I like Paul Ryan's ideas on choice and competition. My plan would work like that but without vouchers, per se. I would take away the protection from competition that insurance companies and pharmaceutical companies have. I like co-pay provisions in general. There is no such thing as a free lunch, but there ought to be an available lunch. So there ought to be some co-pay involved with Medicare, according to your ability to pay. If we could add choice it would push costs down. I wouldn't start with that, though. I'd start with raising the age of eligibility and with systemic reform.
Do voters need to adjust their expectations of what the government can do for them?

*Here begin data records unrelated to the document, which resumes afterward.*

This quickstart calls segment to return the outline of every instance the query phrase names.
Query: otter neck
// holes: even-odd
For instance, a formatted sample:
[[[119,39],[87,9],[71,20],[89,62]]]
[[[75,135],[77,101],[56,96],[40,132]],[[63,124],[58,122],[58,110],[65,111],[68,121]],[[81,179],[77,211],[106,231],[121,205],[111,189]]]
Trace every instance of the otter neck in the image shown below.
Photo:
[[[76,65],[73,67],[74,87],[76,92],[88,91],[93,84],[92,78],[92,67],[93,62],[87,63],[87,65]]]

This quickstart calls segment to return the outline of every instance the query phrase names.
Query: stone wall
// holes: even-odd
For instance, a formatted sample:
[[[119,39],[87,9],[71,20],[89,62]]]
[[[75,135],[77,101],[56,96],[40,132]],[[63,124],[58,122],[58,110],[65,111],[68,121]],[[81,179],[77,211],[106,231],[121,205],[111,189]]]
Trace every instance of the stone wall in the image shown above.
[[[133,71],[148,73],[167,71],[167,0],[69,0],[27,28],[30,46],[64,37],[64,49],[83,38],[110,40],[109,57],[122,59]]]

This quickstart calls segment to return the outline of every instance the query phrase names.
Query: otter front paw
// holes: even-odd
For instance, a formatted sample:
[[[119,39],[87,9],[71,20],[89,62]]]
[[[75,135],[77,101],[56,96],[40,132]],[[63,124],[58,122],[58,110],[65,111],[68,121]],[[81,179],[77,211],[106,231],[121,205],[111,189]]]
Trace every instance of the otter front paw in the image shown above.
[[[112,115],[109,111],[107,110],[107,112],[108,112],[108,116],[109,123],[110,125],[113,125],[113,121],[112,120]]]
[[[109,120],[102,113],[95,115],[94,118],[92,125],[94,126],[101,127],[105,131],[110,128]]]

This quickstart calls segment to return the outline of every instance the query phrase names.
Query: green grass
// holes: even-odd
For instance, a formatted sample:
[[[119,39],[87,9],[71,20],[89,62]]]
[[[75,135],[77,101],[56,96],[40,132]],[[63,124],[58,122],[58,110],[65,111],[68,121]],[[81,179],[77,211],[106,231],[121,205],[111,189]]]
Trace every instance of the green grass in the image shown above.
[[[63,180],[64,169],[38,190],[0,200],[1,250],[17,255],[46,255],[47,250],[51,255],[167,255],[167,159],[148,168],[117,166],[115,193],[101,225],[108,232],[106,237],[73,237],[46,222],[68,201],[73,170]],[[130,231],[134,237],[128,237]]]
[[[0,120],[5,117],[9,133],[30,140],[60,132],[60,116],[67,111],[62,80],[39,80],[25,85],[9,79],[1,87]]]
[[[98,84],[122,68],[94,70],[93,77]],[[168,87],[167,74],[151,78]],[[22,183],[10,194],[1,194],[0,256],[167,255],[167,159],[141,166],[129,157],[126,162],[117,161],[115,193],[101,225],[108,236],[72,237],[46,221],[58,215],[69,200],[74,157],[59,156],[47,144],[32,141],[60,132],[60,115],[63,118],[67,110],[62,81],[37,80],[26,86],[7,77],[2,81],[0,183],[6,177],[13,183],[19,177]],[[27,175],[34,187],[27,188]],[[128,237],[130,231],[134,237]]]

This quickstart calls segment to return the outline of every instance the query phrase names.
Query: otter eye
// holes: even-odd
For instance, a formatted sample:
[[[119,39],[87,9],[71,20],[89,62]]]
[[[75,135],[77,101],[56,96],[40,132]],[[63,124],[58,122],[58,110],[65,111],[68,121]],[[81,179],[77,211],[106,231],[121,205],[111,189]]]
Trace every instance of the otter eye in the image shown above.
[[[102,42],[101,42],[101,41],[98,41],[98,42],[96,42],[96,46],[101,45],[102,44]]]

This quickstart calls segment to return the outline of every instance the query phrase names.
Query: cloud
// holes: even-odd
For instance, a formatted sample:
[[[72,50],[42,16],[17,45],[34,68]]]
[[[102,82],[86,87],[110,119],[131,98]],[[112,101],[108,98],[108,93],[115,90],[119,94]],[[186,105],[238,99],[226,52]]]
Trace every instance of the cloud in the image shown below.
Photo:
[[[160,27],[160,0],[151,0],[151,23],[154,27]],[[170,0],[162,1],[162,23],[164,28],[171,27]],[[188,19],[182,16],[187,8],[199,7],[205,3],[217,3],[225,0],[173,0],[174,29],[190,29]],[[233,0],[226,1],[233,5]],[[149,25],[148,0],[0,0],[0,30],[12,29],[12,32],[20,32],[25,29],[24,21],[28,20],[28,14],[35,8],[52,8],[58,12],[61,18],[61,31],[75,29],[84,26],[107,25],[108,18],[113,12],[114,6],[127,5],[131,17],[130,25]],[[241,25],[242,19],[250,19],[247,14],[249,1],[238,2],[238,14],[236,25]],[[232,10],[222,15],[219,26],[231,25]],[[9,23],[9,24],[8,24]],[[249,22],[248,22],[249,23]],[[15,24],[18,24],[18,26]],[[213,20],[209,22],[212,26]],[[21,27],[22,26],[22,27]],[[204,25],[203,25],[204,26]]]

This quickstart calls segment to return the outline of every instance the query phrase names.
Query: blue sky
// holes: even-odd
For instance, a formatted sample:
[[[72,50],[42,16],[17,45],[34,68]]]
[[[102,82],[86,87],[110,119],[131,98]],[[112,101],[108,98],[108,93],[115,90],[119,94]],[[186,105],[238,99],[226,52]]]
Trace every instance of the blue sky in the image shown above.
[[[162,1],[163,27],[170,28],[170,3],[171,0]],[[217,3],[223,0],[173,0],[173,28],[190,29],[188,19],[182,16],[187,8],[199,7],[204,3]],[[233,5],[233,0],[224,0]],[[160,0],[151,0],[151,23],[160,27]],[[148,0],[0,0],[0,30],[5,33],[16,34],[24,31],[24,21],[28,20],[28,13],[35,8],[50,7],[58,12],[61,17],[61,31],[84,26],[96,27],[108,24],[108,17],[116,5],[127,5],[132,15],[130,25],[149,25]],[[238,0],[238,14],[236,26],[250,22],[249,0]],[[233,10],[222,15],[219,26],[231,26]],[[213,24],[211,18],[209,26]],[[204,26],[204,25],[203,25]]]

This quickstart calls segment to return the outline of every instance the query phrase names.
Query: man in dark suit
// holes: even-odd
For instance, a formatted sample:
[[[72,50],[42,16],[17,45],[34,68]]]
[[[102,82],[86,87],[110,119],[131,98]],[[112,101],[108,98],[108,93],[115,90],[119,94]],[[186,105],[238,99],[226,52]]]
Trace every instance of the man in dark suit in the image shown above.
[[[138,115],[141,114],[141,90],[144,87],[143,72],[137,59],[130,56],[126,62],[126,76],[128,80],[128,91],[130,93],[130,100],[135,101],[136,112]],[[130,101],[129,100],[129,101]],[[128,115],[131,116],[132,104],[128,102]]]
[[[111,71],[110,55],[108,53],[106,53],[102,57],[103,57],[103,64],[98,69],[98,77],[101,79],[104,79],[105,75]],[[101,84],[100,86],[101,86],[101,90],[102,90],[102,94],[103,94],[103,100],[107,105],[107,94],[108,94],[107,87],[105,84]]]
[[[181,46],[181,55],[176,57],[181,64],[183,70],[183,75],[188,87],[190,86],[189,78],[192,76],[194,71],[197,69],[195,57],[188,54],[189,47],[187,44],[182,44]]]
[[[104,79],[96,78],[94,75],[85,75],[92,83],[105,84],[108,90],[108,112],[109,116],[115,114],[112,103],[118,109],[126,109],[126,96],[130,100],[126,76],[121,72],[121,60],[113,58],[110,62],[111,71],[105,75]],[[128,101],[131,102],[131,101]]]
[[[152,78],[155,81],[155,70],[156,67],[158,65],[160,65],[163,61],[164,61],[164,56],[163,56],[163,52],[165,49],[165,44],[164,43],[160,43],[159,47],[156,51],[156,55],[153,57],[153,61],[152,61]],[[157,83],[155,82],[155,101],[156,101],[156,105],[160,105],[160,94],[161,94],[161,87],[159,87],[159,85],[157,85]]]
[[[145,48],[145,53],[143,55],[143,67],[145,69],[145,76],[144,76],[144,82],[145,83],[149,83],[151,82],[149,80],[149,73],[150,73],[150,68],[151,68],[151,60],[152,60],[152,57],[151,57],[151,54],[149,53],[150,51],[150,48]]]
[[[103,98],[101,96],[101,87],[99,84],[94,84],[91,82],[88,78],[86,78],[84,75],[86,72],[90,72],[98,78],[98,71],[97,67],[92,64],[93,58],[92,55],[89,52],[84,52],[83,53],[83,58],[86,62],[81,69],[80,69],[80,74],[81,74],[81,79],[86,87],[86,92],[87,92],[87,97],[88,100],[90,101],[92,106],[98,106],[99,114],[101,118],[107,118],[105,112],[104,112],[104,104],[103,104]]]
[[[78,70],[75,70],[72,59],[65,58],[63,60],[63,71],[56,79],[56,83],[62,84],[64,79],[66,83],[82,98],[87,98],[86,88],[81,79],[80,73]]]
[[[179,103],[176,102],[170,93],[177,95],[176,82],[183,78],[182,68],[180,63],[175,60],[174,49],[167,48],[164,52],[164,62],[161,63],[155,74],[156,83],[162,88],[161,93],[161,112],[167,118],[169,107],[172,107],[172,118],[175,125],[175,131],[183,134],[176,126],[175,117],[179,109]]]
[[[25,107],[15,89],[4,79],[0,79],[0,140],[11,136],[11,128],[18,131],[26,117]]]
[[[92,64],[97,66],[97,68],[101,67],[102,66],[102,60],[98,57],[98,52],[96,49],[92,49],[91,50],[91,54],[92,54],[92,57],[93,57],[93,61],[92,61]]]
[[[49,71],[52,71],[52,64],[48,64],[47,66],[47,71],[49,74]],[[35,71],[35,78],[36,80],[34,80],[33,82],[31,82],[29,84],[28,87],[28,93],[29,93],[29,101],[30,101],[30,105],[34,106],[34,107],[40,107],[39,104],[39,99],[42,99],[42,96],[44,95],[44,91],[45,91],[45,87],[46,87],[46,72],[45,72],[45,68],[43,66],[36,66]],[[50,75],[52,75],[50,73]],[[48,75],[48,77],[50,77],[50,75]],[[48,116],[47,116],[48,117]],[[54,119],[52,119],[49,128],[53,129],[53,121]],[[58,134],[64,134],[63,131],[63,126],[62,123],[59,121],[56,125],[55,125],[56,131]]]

It takes more responsibility to live in a free country. Let me quote Thomas Jefferson: Any nation that expects to be both free and ignorant expects what never was and never will be. It's a fast world. We must be those four things--fast, focused, flexible, friendly. We need fewer spectators and more participants. One of the methods of my madness is to get 3 million people involved in politics for the first time, each donating $100 to my campaign. That's why I don't accept PAC money. Let's start a revolution this way. Otherwise we're going to elect Romney or Obama and get more of the same, with marginal differences.
We're a nation at risk. Debt and indebtedness own this system. I cannot do this by myself, but if the other politicians see an army coming, they will begin to listen. And maybe they will take up these issues.
You're lining yourself up with AmericansElect, the new online platform that's pushing for a third-party candidate….
I'm a civil rights liberal and a business conservative. The Democratic Party is distasteful to me on one of those issues, the Republican Party is unaccountable on the other. So I'm still trying to find a place.
What about the Tea Party? Not your cup of tea?
The Tea Party is looking at me closely, but they're put off by the way I go visit Occupy Wall Street. But they smell what's happening. They all smell it. Right now we need a nose. Then we'll need feet. Then we'll need votes. But if you smell it, call me or get on my website.
Why are you running? I mean really running. Not the altruistic reasons.
I've got three grandkids: Adeline, Charles, and Owen. They're not going to have the opportunity that I'm having. This is something I know. Corruption, I've fought that before. These other guys haven't fought it. I come from Louisiana. I've battled this. I've put people in jail. I've stood up to the big money, to oil money. I'm beyond ego. I don't need a job. I've done well. I think the country's in trouble, due to debt and indebtedness. It's going to take a president free to lead. So I start with the money.
What will you do if you don't win?
I'm prepared to be president, but I'm also prepared not to be president. Here's my test: me or better. Let's elect somebody who's me or better. And I'm not asking people to vote for me yet. I'm asking them to help me get on the stage with the party candidates and let's talk about America. You'll be better informed, you'll have more choices, and you'll feel like you picked the next president. Help me get on the stage.